Die für Wirtschaft und Finanzen zuständigen Ministerinnen und Minister der EU werden diese Entwicklungen weiterhin aufmerksam verfolgen.
Wirtschaftliche Erholung in Europa
Im Anschluss an Erläuterungen der Europäischen Kommission zum Sachstand bei der Umsetzung der Aufbau- und Resilienzfazilität (ARF) haben die Ministerinnen und Minister diesbezüglich eine Bilanz gezogen.
Die ARF ist das Programm der EU für umfangreiche finanzielle Unterstützung als Reaktion auf die Herausforderungen, vor denen die europäische Wirtschaft aufgrund der Pandemie steht. Die Mittel der Fazilität in Höhe von 672,5 Mrd. € werden zur Unterstützung der Reformen und Investitionen verwendet, die in den Aufbau- und Resilienzplänen der Mitgliedstaaten dargelegt sind.
Die Europäische Kommission hat ferner ihren am 18. Mai veröffentlichten REPowerEU-Plan vorgestellt, worauf eine Beratung über strukturelle Lösungen für die Energiekrise folgte.
Kapitalmarktunion: europäische langfristige Investmentfonds (ELTIF)
Der Rat hat seinen Standpunkt zu der vorgeschlagenen Änderung der Verordnung über europäische langfristige Investmentfonds (ELTIF) festgelegt, durch die diese Investmentfonds attraktiver werden sollen. Dieser Vorschlag ist Teil des Pakets zur Kapitalmarktunion, einem Plan zur Schaffung eines Binnenmarkts für Kapital, dessen Ziel es ist, dass Investitionen und Ersparnisse in sämtliche Mitgliedstaaten fließen, sodass sie Bürgerinnen und Bürgern, Investoren und Unternehmen zugutekommen.
Der Rechtsrahmen für ELTIF enthält detaillierte Vertragsbedingungen über zulässige Vermögenswerte und Investitionen, die Diversifizierung und Portfoliozusammensetzung, die Obergrenzen für Hebelfinanzierung und den Vertrieb. ELTIF sind die einzige Art von Fonds, die gezielt auf langfristige Anlagen ausgerichtet sind und grenzüberschreitend sowohl an professionelle Anleger als auch an Kleinanleger vertrieben werden können.

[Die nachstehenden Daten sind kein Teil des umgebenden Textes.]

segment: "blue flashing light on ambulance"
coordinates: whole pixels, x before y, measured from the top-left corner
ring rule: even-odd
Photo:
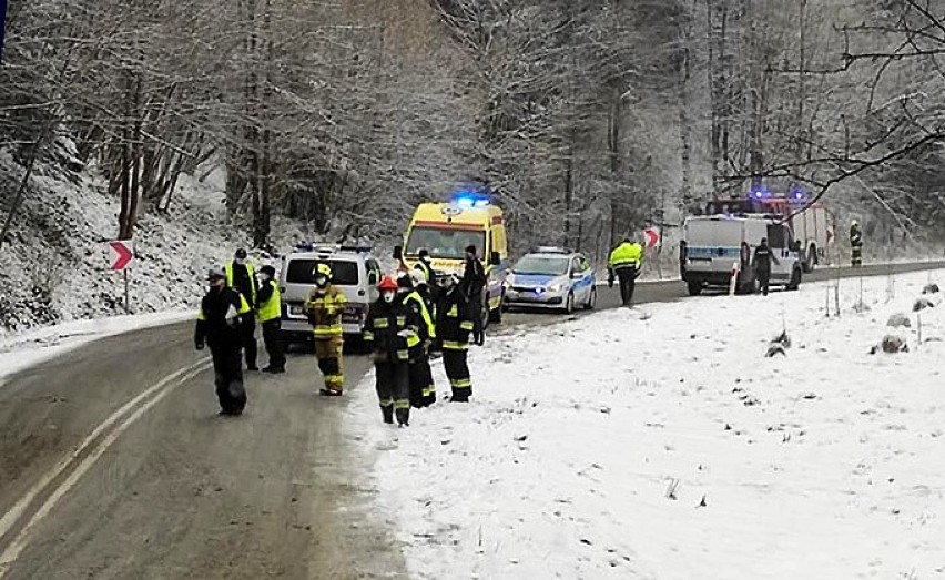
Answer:
[[[413,268],[420,250],[426,250],[437,278],[441,278],[454,273],[461,275],[467,246],[476,246],[488,278],[482,293],[482,319],[501,322],[508,240],[505,214],[492,203],[490,192],[460,187],[448,202],[419,204],[404,234],[404,245],[394,250],[394,257]]]

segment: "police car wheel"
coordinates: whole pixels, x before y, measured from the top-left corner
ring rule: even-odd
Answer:
[[[592,311],[595,306],[597,306],[597,288],[591,288],[590,295],[588,296],[588,303],[585,304],[585,309]]]

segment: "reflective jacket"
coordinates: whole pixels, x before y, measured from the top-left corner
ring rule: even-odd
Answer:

Rechtsvorschriften im Bereich Finanzdienstleistungen
Der Vorsitz hat die Ministerinnen und Minister über Gesetzgebungsvorschläge im Bereich der Finanzdienstleistungen informiert.
G20
Der Vorsitz und die Kommission haben die Ministerrunde über die Ergebnisse des G20-Treffens der Finanzminister und Zentralbankpräsidenten unterrichtet, das am 20. April 2022 in Washington unter indonesischem G20-Vorsitz stattfand.
Sonstiges
Gruppe der Weisen zu den Herausforderungen der Zollunion
Die Kommission hat der Ministerrunde Empfehlungen ihrer Gruppe der Weisen zu den Herausforderungen der Zollunion vorgelegt.
Europol
Der Rat hat eine Verordnung zur Änderung der Europol-Verordnung angenommen. Mit dieser Verordnung werden der Agentur neue Aufgaben übertragen, womit ihre Kapazitäten zur Unterstützung der Mitgliedstaaten bei der Bekämpfung neuer krimineller Bedrohungen und Vorgehensweisen gestärkt werden.
Liberalisierung des Handels zwischen der EU und der Ukraine
Der Rat hat eine Verordnung angenommen, mit der eine vorübergehende Liberalisierung des Handels und andere Handelszugeständnisse in Bezug auf bestimmte ukrainische Waren ermöglicht werden. Damit kann die EU die Wirtschaft der Ukraine beträchtlich unterstützen.
Zudem hat der Rat die Punkte, die in den Listen der die Gesetzgebung betreffenden bzw. der nicht die Gesetzgebung betreffenden A‑Punkte aufgeführt sind, ohne Aussprache angenommen.